I think something similar is going on in the immigration debate. There are millions of undocumented immigrants in the United States. Most of them work hard, pay their taxes, support their families, and contribute positively to society. But because they are segregated and despised minority, public attention tends to focus on the small fraction of illegal immigrants that commit violent crimes, become addicted to drugs, go on welfare, and the like. People make sweeping generalizations about illegal immigrants, suggesting that they’re less patriotic, less law-abiding, less interested in integrating into American society, and so forth. Rarely is credible evidence offered for these generalizations, but people readily believe them because they confirm their existing prejudices.
Consider the common argument that tighter immigration restrictions are required to uphold “the rule of law.” Virtually every American citizen breaks the law on a regular basis. We speed, jaywalk, fail to pay use taxes, set off illegal fireworks, smoke pot, infringe copyrights, fail to register our firearms, and so forth. Most of us adopt a laid back attitude when our friends or family break such laws. We might chastise them, but we generally don’t think it merits severe punishment.
Attitudes are completely different when it comes to “illegals.” Here the American public clamors for the law to be strictly enforced—even against those who have been productive members of American society for many years. And the penalty they demand—deportation—is far more severe than the penalties faced by American citizens for all but the most serious crimes.

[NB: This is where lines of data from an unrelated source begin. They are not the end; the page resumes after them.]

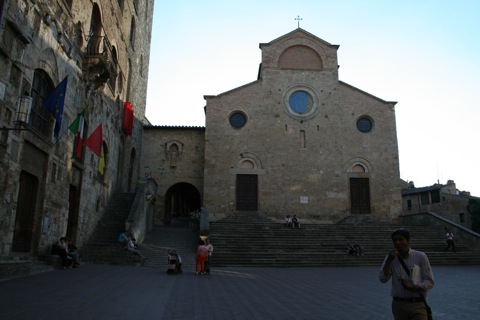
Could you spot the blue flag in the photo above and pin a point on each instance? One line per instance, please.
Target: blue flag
(54, 103)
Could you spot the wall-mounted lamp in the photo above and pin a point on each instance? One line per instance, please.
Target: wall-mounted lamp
(24, 106)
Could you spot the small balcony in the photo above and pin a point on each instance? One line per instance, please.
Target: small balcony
(98, 61)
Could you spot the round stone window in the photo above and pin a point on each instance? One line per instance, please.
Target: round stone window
(237, 119)
(364, 125)
(301, 102)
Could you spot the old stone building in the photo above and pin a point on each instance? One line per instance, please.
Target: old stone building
(51, 184)
(443, 199)
(295, 141)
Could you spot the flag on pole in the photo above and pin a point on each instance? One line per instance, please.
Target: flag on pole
(101, 163)
(95, 141)
(127, 119)
(77, 128)
(55, 102)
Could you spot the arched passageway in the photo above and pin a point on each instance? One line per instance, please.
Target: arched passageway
(181, 199)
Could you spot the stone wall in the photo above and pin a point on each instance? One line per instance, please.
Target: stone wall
(173, 156)
(51, 38)
(303, 162)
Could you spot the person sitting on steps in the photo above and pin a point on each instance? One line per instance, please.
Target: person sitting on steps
(295, 222)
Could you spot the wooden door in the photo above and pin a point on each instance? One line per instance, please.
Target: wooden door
(360, 195)
(247, 192)
(25, 218)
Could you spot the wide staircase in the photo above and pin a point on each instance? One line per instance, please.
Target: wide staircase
(251, 239)
(103, 247)
(175, 236)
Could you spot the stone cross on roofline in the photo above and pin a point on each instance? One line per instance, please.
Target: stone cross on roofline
(298, 20)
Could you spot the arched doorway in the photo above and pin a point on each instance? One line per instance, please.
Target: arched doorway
(181, 199)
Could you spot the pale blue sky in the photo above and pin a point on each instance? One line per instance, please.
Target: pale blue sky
(423, 54)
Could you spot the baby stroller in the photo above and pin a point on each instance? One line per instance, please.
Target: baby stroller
(174, 262)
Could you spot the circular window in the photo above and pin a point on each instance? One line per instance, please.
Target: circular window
(301, 102)
(237, 120)
(364, 125)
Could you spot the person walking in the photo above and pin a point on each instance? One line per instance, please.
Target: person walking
(202, 253)
(450, 240)
(412, 278)
(208, 262)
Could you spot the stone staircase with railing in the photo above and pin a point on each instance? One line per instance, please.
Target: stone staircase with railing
(162, 238)
(251, 239)
(103, 247)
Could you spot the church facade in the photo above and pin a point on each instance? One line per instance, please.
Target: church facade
(295, 141)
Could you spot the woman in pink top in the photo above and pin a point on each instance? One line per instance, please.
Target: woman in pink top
(202, 253)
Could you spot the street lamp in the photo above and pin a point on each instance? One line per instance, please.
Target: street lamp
(24, 106)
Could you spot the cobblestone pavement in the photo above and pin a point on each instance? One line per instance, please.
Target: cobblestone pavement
(119, 292)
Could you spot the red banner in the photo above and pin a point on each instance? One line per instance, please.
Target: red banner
(127, 119)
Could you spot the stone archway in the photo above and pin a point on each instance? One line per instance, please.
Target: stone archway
(180, 199)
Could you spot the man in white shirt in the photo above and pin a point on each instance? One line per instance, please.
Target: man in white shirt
(406, 293)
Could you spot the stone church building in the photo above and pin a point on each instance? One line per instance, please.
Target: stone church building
(295, 141)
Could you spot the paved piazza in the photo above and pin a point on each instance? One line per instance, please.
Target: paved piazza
(119, 292)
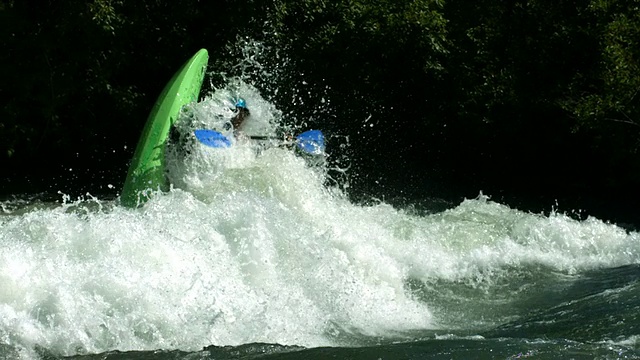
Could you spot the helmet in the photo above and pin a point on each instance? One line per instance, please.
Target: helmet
(240, 103)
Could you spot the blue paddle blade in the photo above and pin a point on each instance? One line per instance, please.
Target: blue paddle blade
(212, 138)
(311, 142)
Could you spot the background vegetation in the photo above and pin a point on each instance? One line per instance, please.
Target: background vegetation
(529, 101)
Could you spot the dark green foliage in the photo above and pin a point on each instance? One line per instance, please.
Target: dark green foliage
(537, 97)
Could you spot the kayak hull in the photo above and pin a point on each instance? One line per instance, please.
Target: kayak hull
(147, 169)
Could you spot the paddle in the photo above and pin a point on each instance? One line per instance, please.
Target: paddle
(311, 141)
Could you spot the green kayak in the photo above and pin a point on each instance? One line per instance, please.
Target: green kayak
(147, 169)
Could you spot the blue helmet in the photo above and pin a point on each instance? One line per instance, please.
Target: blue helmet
(241, 103)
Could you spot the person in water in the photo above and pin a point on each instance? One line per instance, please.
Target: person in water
(241, 115)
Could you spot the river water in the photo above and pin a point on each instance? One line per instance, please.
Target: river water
(255, 254)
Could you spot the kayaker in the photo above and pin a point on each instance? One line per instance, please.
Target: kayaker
(241, 115)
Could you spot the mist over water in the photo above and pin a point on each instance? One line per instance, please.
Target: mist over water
(255, 244)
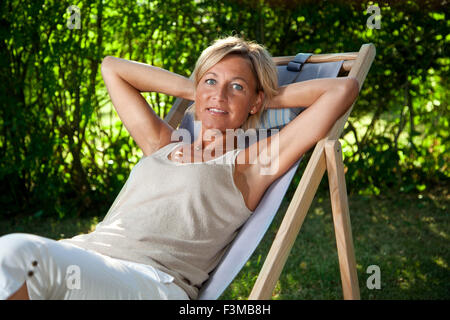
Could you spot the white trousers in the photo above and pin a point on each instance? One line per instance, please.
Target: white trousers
(56, 270)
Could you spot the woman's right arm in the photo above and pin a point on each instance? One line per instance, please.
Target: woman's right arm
(125, 80)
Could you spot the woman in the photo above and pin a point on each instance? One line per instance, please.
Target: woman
(179, 209)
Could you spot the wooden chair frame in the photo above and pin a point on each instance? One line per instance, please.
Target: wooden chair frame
(327, 155)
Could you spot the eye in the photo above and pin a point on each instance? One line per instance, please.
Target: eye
(237, 86)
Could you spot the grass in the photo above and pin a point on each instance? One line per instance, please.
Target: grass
(405, 235)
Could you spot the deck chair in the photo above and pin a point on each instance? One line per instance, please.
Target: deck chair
(327, 155)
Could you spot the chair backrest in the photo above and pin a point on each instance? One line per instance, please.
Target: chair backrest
(252, 232)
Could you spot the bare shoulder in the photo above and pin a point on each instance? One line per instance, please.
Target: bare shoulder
(165, 138)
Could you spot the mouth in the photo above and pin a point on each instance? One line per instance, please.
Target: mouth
(217, 111)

As I said yesterday, I don’t think most Americans understand that we’ve made it essentially impossible for low-skilled immigrants to work here legally. Nor do they realize that there are thousands of “illegals” who were brought here when they were children and have never known another home.
To be clear, I think this is less a matter of malice than of intellectual laziness. By all accounts, Irving Bieber didn’t hate gay people; he just didn’t try very hard to understand them. Similarly, the American voters who clamor for stricter immigration enforcement aren’t trying to ruin immigrants’ lives, they just haven’t thought very hard about what it would be like to be in an immigrant’s shoes.
But it’s precisely because double standards arise so naturally that we’ve developed strong stigmas against indulging them. We have strong taboos against making lazy generalizations about (or advocating discriminatory policies against) blacks, Jews, Catholics, homosexuals, or other traditionally disadvantaged groups. This taboo provides a counterweight to the ugly, tribal part of the human psyche that has created so much misery over the centuries.
Unfortunately, there’s no analogous stigma with respect to illegal immigrants. To the contrary, liberals and conservatives alike compete to show how tough on illegal immigrants they are. So the same natural but ugly habits of thought that did so much damage to blacks, Jews, gays, and other minority groups in the past are stoking public hostility towards immigrants today. Merely correcting factual and logical errors is unlikely to be effective in the face of this kind of entrenched prejudice. What needs to be done is what the gay rights movement did in the early 1970s: to humanize the debate by focusing attention on specific, sympathetic individuals who have been harmed by the existing policy. The DREAM Act does this beautifully. The Founders Visa does just the opposite.